Amusement doesn’t even begin to describe the
gut reaction to Galen Yordy’s letter, “Conflating ideologies not a good look
for GOP” of May 10, 2019. It was more
like, “you gotta be kidding me” or “you cannot be serious” or as my old high
school coach used to say, “how dumb are you son?”
Democrats are carefully following the path
National Socialists in Germany (i.e. Nazis) followed leading up to WWII. First they disguised their socialist views by
prefacing it with a benign word. The
Nazi form of socialism was called “National” Socialism. The Democrats have taken to calling their
form of socialism “Democratic” Socialism.
No matter what or how many happy modifiers you
place before it, socialism is socialism and socialism is communism’s little
brother or as people who know put it, socialism is communism without a gun to
your head – but they will get the gun and put it there eventually.
National Socialist of the 40s and Democratic
Socialism of today had and have the exact same goals – to nationalize key means
of production. Democrats have announced
through the Green New Deal that it is their intention to seize control of healthcare,
energy production, transportation, education, farming and food production to
name a few.
The resemblance doesn’t stop there.

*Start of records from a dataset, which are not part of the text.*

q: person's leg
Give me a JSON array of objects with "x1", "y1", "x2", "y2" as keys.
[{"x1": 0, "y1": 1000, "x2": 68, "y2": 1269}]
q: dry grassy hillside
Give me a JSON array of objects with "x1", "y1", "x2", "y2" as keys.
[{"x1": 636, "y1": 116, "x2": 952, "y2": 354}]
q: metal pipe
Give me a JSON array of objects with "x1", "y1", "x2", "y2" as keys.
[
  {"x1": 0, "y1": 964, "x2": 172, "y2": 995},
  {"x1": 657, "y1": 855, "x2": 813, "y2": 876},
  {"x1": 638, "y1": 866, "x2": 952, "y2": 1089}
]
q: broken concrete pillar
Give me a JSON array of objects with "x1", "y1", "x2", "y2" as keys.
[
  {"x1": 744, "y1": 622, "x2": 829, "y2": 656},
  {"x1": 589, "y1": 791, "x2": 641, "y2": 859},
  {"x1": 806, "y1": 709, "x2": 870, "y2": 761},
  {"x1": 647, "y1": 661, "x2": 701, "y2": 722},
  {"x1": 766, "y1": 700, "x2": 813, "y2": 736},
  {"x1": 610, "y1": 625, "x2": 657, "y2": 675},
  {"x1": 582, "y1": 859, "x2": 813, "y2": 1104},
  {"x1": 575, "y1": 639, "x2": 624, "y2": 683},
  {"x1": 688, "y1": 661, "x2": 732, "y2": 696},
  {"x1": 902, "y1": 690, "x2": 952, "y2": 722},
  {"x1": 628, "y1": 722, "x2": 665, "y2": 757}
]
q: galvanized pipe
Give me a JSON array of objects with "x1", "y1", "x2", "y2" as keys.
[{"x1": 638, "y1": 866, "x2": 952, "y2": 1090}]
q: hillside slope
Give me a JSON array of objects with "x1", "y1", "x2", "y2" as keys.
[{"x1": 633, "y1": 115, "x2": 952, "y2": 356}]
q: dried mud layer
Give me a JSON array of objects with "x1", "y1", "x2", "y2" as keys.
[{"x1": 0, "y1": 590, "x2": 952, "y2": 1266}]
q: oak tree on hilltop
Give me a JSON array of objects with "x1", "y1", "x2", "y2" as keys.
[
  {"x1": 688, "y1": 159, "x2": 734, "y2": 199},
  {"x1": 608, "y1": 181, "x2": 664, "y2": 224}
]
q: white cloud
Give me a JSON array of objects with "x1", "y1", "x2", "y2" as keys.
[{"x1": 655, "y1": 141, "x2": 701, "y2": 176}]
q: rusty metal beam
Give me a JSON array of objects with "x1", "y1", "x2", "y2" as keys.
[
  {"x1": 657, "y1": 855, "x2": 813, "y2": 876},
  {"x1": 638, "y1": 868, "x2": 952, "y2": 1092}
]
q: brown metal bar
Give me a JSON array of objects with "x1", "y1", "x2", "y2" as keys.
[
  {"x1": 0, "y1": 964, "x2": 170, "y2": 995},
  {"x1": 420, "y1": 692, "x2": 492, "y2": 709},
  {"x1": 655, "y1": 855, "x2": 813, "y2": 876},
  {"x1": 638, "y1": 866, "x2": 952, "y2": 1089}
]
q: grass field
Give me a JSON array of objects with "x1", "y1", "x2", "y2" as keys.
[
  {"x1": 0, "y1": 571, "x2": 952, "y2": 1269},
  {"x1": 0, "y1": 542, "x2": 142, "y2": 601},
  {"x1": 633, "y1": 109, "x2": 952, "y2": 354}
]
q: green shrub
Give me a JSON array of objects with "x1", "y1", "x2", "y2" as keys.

Today’s Democrat Party, like the Nazis, is beginning
to show a virulent anti-Jewish face that the Democrat leadership either does
not want to or cannot control.
But it doesn’t stop there. Today’s Democrat
Party is like the Nazis in that they embrace eugenics in that they openly
support the murder of “unwanted” (there’s no such thing) babies born alive.
We know how the story ends. The truth is that there is not one example in
history that “Democratic” Socialists can point to where their proposed economic
system has worked. History is littered
with examples where it has failed.
Conflating ideologies
not good look for GOP
I read with amusement
the April 27 article “Socialism threat focus of Lincoln Day dinner.”
Wyoming Republican Rep. Liz Cheney warned attendees that socialism “is
just as big a threat” from some Democratic presidential aspirants as it was
from the former Soviet Union during the 1980s. She also declared, “We are
very proudly the party of (Abraham) Lincoln ... and of Donald Trump.” Such
statements appear to reflect a rather notable ignorance of matters economic,
political and historical.
Conflating the economic
and the political seems to be the norm for virtually everyone in this
country. According to the Merriam-Webster Dictionary, “economics” generally
refers to, “a social science concerned chiefly with description and
analysis of the production, distribution and consumption of goods and
services.” On the other hand, “politics” generally refers to “activities that
relate to influencing the actions and policies of a government or getting and
keeping power in a government.” We have historically relied upon two fundamental
political approaches: authoritarianism and democracy.
One may mix and match
economic and political approaches any way one wishes, but they are not the same
thing. Whereas we, in this country, associate communistic and socialistic
economic approaches with maximally brutal dictators, it does not follow
that these approaches are inherently authoritarian any more than it does that
capitalism is inherently authoritarian because it was practiced under the
equally brutal Adolf Hitler.
A casual perusal of
Civil War history would show the Republican Party of that era was roughly
the ideological equivalent of the Democratic Party of today.
Republicans of that time, including Lincoln himself, would likely look
with dismay, disgust and shame upon the present state of the Republican Party,
particularly its warm embrace of its leader, surely the most loathsome,
vile, and shameful figure in contemporary American politics.
For Cheney to imply a
favorable comparison between Lincoln and Trump is beyond disgraceful.